More and more people asked OpenAI’s ChatGPT and other LLMs about their health, often find that chatbots provide more useful insights into medicine.
KJ Dhaliwal (pictured left), who in 2019 sold South Asian dating app Dil Mil for $50 millionsays that he has been thinking about the inefficiencies of the US healthcare system since he was a child acting as a medical translator for his parents, and he sees the arrival of LLMs as an opportunity to do something about it.
In May 2024, he launched Lotus Health AI, a free primary care provider available 24/7 in 50 languages. On Tuesday, Lotus announced that it had secured $35 million in a Series A round led by CRV and Kleiner Perkins, bringing the total funding to $41 million.
People already consult AI about their health, but Lotus goes a step further: it goes beyond chats to facilitate actual medical care, including diagnosis, prescriptions, and specialist referrals.
In essence, Lotus is building an AI doctor that operates like a real medical practice, equipped with a license to operate in all 50 states, malpractice insurance, HIPAA-compliant systems, and full access to patient records.
The key difference is that most of the work is done by AI, which is trained to ask the same questions a doctor would.
Because AI models are also quick hallucinationsthe company always has board-certified human doctors from leading health institutions such as Stanford, Harvard, and UCSF who review final diagnoses, lab orders, and medical prescriptions.
Techcrunch event
Boston, MA
|
June 23, 2026
Lotus has developed an AI model that, similar to Open Evidencesynthesizes the latest evidence-based research with the patient’s history and clinical responses to create a treatment plan.
“The AI gives the advice, but the real doctors actually sign it,” Dhaliwal told TechCrunch.
Lotus recognizes the limitations of virtual care. For urgent health issues, Lotus directs patients to the nearest urgent care center or emergency room. And if a case requires a physical examination, the platform refers the patient to a personal physician, Dhaliwal said.
Outsourcing such an important part of medical decision-making to AI is an ambitious bet given the regulatory hurdles in healthcare. For example, doctors are limited to seeing patients only in states where they are licensed.
As CRV’s general partner Saar Gur, who led the deal and joined the company’s board, said: “There are many challenges, but SpaceX is not sending astronauts to the moon.”

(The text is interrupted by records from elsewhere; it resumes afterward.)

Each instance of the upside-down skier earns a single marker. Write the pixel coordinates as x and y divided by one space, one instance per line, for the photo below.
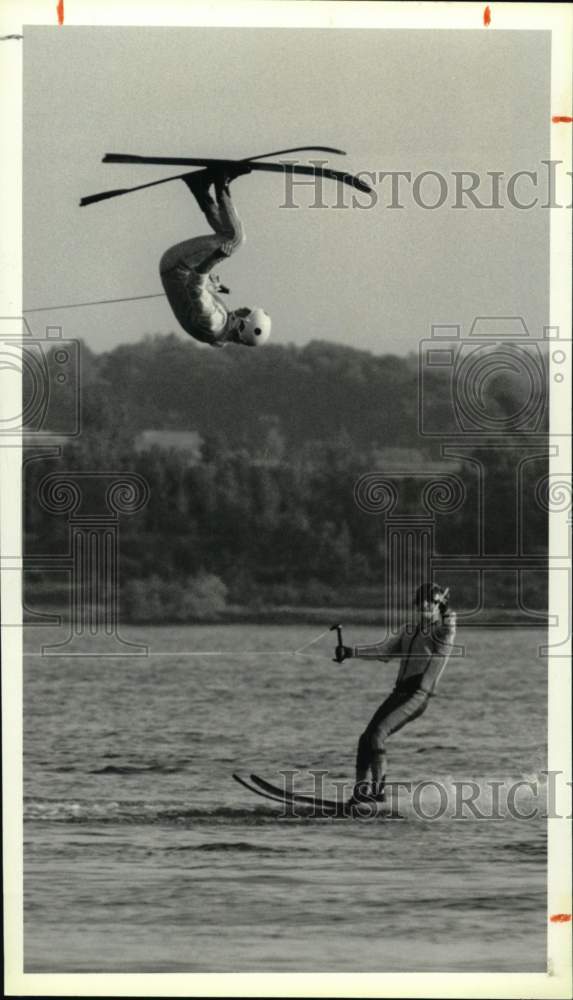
193 291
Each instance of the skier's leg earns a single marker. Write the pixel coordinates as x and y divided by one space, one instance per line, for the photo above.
404 710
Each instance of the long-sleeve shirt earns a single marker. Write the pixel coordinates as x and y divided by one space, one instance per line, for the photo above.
423 653
194 300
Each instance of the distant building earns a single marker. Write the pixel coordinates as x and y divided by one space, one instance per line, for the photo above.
187 443
404 460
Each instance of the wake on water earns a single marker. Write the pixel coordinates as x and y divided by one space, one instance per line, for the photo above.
429 800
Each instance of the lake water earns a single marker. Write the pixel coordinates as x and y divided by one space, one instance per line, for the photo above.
143 855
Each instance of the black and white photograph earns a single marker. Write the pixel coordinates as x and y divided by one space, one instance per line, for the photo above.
285 498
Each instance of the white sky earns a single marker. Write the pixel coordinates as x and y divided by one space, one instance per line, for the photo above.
396 100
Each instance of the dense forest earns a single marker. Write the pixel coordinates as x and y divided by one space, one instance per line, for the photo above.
262 511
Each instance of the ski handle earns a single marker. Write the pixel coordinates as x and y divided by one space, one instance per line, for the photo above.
338 638
444 601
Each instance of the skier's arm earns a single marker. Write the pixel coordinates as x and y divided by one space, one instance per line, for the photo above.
383 650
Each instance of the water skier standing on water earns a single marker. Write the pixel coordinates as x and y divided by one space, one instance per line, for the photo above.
192 291
423 655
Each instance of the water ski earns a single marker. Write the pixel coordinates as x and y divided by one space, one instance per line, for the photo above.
311 805
208 163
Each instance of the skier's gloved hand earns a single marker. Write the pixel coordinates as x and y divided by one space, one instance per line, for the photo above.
343 653
218 284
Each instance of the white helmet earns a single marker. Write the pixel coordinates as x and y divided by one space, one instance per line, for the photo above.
252 326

Gur (pictured right), an early investor in DoorDash, Mercury, and Ring, is convinced that the telemedicine frameworks established during the pandemic, combined with recent breakthroughs in AI, allow Lotus to navigate many of the current regulatory and engineering hurdles.
“It’s a big swing,” Gur said. But for an investor like Gur, that’s the draw: Lotus is trying to fundamentally change the entire primary care model.
At the time primary care doctors were there lack of supplyLotus claims it sees 10 times as many patients as a traditional practice, even though it limits each visit to 15 minutes.
The startup isn’t the only one building an AI doctor. Powered by lightspeed Doctronic is one of the competitors. Lotus distinguishes itself — at least for now — by offering its entire care suite completely free of charge.
Dhaliwal said business models could eventually include sponsored content or subscriptions, but the current focus remains entirely on product development and attracting patients rather than revenue.